Das Museum.Art.Plus in Donaueschingen liegt idyllisch am Fluss Brigach am Rande des Schlossparks. Es ist ein Museum für zeitgenössische Kunst – umgeben von der Natur. Der Ort strahlt Ruhe und Offenheit aus und erwies sich als ideal für die Podiumsdiskussion über »Machtstrukturen im Musikbetrieb«, die im Rahmen der Donaueschinger Musiktage stattfand.
Als ich vor einem Monat zur Teilnahme eingeladen wurde, mischten sich in mir zunächst Freude, Furcht und Respekt. Und dann war ich beeindruckt und berührt. Die Moderatorin (Martina Seeber, SWR) und der Moderator (Johann Jahn, BR) waren kundig und achtsam. Die Podiumsgäste Lydia Grün, Gregor Hotz, Marle Krafeld und Anke Mai diskutieren ruhig und differenziert. Das Publikum war interessiert und wohlwollend. Der Saal war voll; die Podiumsdiskussion wurde zusätzlich in den Treppenraum gestreamt und im Rundfunk live übertragen.
Machtmissbrauch ist kein Tabu mehr
Das Thema ist auch heute noch heikel. An diesem Abend wurde jedoch deutlich, dass sexueller und sonstiger Machtmissbrauch im Musikbetrieb kein Tabuthema mehr ist. Machtmissbrauch ist auch kein Kampfthema mehr, bei dem der Diskurs sich nur darum dreht, ob das Problem überhaupt existiert.
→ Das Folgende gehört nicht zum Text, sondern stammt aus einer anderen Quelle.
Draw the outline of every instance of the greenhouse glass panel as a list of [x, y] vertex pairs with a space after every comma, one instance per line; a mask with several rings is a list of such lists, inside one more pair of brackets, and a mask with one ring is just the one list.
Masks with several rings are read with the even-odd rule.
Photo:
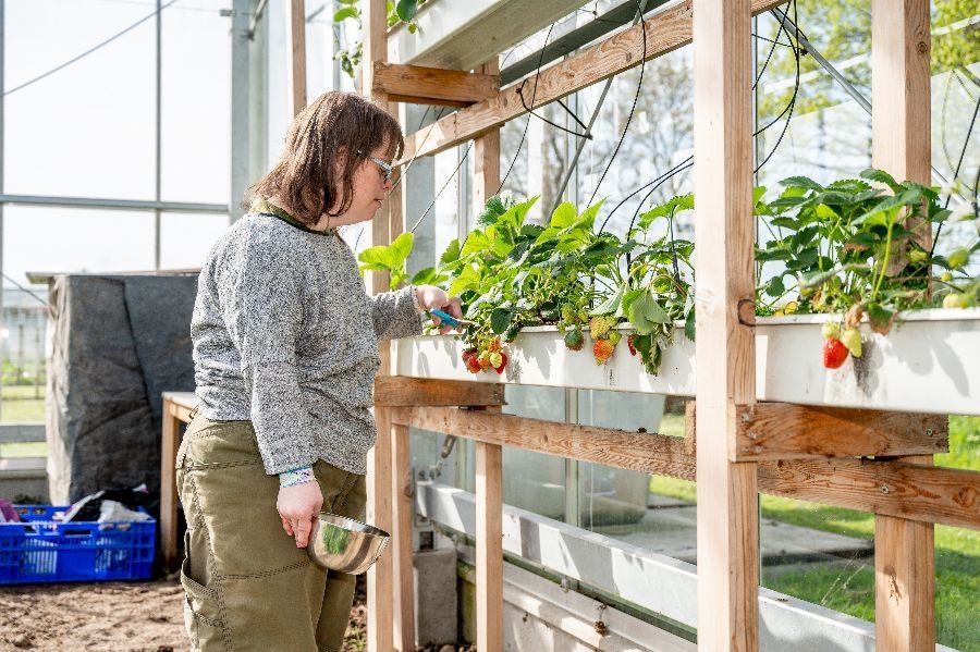
[[226, 5], [209, 0], [163, 12], [160, 175], [164, 200], [229, 200], [231, 19], [219, 13]]
[[154, 198], [156, 32], [152, 19], [136, 25], [152, 15], [93, 0], [5, 4], [5, 193]]
[[224, 213], [161, 213], [160, 268], [199, 268], [228, 225]]

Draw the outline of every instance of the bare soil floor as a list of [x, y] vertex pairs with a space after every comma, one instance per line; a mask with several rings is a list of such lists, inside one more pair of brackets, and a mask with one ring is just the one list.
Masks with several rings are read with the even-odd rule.
[[[358, 580], [344, 652], [367, 649], [363, 576]], [[187, 650], [182, 596], [175, 580], [2, 587], [0, 652]], [[425, 652], [471, 649], [444, 645]]]

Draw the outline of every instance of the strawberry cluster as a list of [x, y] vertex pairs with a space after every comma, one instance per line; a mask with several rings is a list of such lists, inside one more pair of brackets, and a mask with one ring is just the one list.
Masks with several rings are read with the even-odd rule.
[[861, 331], [858, 324], [863, 316], [863, 310], [855, 306], [844, 317], [844, 324], [828, 321], [820, 329], [823, 335], [823, 366], [828, 369], [840, 368], [847, 356], [856, 358], [863, 354], [861, 348]]
[[500, 343], [500, 337], [493, 337], [464, 349], [463, 364], [470, 373], [479, 373], [489, 369], [493, 369], [497, 373], [503, 373], [507, 366], [507, 354]]

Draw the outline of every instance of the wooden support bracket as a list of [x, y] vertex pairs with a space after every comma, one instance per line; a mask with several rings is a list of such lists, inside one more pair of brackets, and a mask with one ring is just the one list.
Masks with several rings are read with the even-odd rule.
[[[395, 407], [394, 423], [467, 439], [696, 480], [677, 436], [575, 426], [453, 407]], [[879, 459], [761, 462], [759, 491], [923, 522], [980, 529], [980, 471]]]
[[500, 75], [376, 61], [373, 91], [395, 102], [468, 107], [495, 97]]
[[506, 405], [500, 383], [379, 376], [375, 379], [375, 406], [443, 405], [482, 407]]
[[[695, 402], [686, 450], [696, 450]], [[950, 450], [944, 415], [757, 403], [736, 407], [733, 462], [932, 455]]]

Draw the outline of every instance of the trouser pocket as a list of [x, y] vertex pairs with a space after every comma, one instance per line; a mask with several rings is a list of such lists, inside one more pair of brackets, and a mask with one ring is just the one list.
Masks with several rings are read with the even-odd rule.
[[[184, 538], [184, 545], [191, 550], [189, 537]], [[191, 649], [201, 652], [226, 650], [218, 593], [191, 575], [191, 558], [185, 557], [181, 564], [181, 586], [184, 589], [184, 627], [191, 639]]]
Zugegebenermaßen war es für mich eine Herausforderung, zwischen eigener Betroffenheit und allgemeinem Diskurs zu navigieren. Aber gerade deshalb war diese Veranstaltung wertvoll, weil sie es ermöglichte, auch eine Betroffenenperspektive in den Diskurs einzubringen. Thematisiert wurden unter anderem die Bereiche Orchester, Musikhochschule und die freie Szene.
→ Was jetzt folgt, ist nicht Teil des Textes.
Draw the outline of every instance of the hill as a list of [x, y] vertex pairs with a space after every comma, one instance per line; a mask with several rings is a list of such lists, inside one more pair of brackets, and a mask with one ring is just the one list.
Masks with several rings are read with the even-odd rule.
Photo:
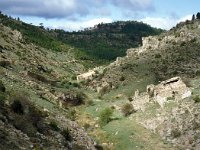
[[[85, 111], [95, 120], [95, 108], [99, 113], [105, 107], [114, 109], [117, 119], [102, 130], [116, 140], [116, 149], [199, 149], [199, 27], [200, 20], [195, 19], [145, 37], [141, 47], [128, 49], [126, 57], [118, 57], [93, 75], [87, 86], [101, 100]], [[156, 139], [147, 140], [146, 129], [155, 133], [152, 137], [163, 139], [166, 147], [151, 147]], [[137, 141], [138, 134], [143, 144]]]
[[125, 56], [126, 49], [141, 45], [142, 37], [158, 35], [163, 30], [152, 28], [142, 22], [118, 21], [98, 24], [79, 32], [55, 32], [63, 42], [82, 50], [92, 59], [111, 61], [118, 56]]
[[28, 43], [53, 51], [71, 48], [70, 52], [86, 67], [102, 65], [118, 56], [124, 56], [127, 48], [141, 44], [143, 36], [163, 32], [161, 29], [135, 21], [99, 24], [90, 30], [66, 32], [45, 29], [42, 25], [37, 27], [4, 14], [0, 14], [0, 19], [3, 25], [20, 31]]

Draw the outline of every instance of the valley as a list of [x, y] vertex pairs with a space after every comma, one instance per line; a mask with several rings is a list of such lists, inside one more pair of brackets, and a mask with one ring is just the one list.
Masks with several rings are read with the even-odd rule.
[[197, 18], [68, 33], [1, 14], [0, 149], [198, 150], [199, 36]]

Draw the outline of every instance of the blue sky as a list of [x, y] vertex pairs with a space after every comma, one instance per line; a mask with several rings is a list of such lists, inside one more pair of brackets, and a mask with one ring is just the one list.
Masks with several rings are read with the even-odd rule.
[[200, 11], [199, 0], [1, 0], [0, 10], [27, 23], [81, 30], [101, 22], [137, 20], [170, 29]]

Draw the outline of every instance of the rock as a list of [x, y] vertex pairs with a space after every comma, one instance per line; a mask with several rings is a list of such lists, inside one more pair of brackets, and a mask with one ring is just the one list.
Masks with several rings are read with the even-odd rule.
[[77, 81], [80, 82], [80, 81], [92, 80], [95, 74], [96, 73], [94, 70], [90, 70], [89, 72], [78, 75]]

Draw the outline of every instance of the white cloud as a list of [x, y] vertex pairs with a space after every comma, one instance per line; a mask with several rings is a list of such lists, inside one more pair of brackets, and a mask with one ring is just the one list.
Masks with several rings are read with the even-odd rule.
[[108, 6], [117, 11], [152, 11], [153, 0], [0, 0], [0, 10], [11, 15], [42, 18], [109, 16]]
[[84, 21], [62, 21], [61, 24], [54, 24], [54, 26], [50, 26], [50, 28], [56, 28], [56, 29], [64, 29], [66, 31], [78, 31], [83, 30], [85, 28], [93, 27], [94, 25], [97, 25], [99, 23], [110, 23], [112, 22], [112, 19], [110, 18], [98, 18], [98, 19], [91, 19], [91, 20], [84, 20]]
[[164, 18], [146, 17], [139, 21], [147, 23], [151, 25], [152, 27], [169, 30], [170, 28], [174, 27], [177, 23], [186, 21], [186, 20], [191, 20], [191, 18], [192, 18], [192, 15], [187, 15], [179, 19], [175, 19], [172, 17], [164, 17]]

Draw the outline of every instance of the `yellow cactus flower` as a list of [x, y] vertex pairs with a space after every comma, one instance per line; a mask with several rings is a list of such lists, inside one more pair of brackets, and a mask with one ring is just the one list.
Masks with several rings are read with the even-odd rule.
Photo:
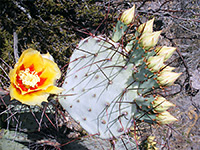
[[47, 101], [49, 94], [62, 92], [62, 88], [55, 86], [61, 72], [52, 59], [50, 54], [41, 55], [33, 49], [25, 50], [9, 73], [11, 100], [40, 106]]
[[171, 102], [167, 101], [164, 97], [158, 96], [153, 101], [153, 107], [155, 112], [163, 112], [169, 109], [169, 107], [175, 106]]
[[142, 36], [139, 38], [140, 46], [144, 49], [148, 50], [151, 47], [154, 47], [159, 39], [159, 36], [162, 31], [156, 31], [156, 32], [145, 32], [142, 34]]
[[147, 60], [148, 68], [151, 72], [158, 72], [164, 65], [164, 56], [151, 56]]
[[165, 61], [168, 60], [172, 54], [174, 53], [174, 51], [176, 50], [175, 47], [167, 47], [167, 46], [163, 46], [158, 52], [157, 55], [164, 55], [165, 56]]
[[134, 20], [134, 18], [135, 18], [135, 5], [133, 5], [132, 8], [127, 9], [122, 13], [120, 21], [128, 25]]
[[147, 22], [145, 22], [145, 23], [143, 23], [143, 24], [141, 24], [138, 27], [137, 31], [142, 33], [142, 34], [144, 34], [146, 32], [152, 33], [153, 32], [153, 22], [154, 22], [154, 18], [149, 20], [149, 21], [147, 21]]
[[156, 116], [156, 120], [159, 124], [169, 124], [174, 121], [177, 121], [177, 119], [174, 116], [172, 116], [168, 111], [159, 113], [158, 116]]
[[157, 80], [159, 81], [160, 85], [171, 86], [181, 74], [182, 73], [171, 71], [161, 71], [157, 77]]

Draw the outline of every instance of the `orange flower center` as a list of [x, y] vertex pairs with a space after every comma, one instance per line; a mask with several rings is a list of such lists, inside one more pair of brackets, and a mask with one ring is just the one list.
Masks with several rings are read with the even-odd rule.
[[40, 77], [38, 76], [37, 72], [30, 71], [29, 68], [25, 70], [21, 70], [19, 72], [19, 77], [22, 80], [22, 84], [29, 88], [37, 86], [37, 83], [40, 82]]

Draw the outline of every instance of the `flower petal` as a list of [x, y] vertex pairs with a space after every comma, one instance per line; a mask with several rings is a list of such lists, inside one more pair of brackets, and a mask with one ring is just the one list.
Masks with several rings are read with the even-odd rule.
[[46, 90], [49, 86], [53, 86], [55, 81], [60, 78], [61, 72], [57, 64], [49, 59], [44, 58], [44, 71], [40, 75], [41, 78], [45, 78], [45, 82], [38, 87], [38, 89]]
[[16, 99], [26, 105], [41, 106], [42, 102], [47, 102], [49, 93], [46, 93], [44, 91], [36, 91], [36, 92], [31, 92], [31, 93], [22, 95], [20, 90], [17, 89], [13, 84], [11, 84], [10, 85], [10, 96], [11, 96], [11, 100]]
[[36, 72], [43, 70], [44, 62], [40, 52], [29, 48], [22, 53], [17, 64], [15, 65], [15, 68], [18, 66], [20, 67], [21, 65], [24, 65], [25, 68], [28, 68], [33, 64]]

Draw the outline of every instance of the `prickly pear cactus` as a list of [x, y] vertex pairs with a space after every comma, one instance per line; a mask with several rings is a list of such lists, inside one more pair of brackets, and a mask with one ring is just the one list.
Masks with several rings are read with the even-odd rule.
[[59, 102], [89, 134], [110, 139], [128, 132], [135, 121], [176, 120], [167, 111], [173, 104], [152, 94], [180, 75], [164, 64], [174, 48], [153, 49], [160, 35], [152, 31], [153, 21], [142, 24], [126, 45], [117, 43], [128, 28], [119, 20], [111, 40], [90, 36], [74, 50]]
Als eine Teilnehmerin des Podiums verspürte ich auch eine Verantwortung gegenüber den Betroffenen von François-Xavier Roth, Betroffenen von noch nicht öffentlich bekannten Täter-Künstlern sowie gegenüber jenen im Publikum, die im außermusikalischen Kontext Missbrauch erfahren haben. Eine solche Veranstaltung wirkt nach. So entstand nach der Veranstaltung ein reger Austausch mit dem Publikum.
Wie ermutigen wir Betroffene zu sprechen?
Dabei wurde unter anderem die Frage angesprochen, wie Betroffene ermutigt werden könnten, sich an die Leitungen oder Anlaufstellen zu wenden. In den letzten Jahren haben viele Kultureinrichtungen Schutzkonzepte entwickelt und Anlaufstellen eingerichtet. Oft wundern sie sich dann, warum die Betroffenen trotzdem nicht zu ihnen kommen. Manchmal wird dies sogar als ein Beleg gewertet, dass in der Institution alles in Ordnung sei.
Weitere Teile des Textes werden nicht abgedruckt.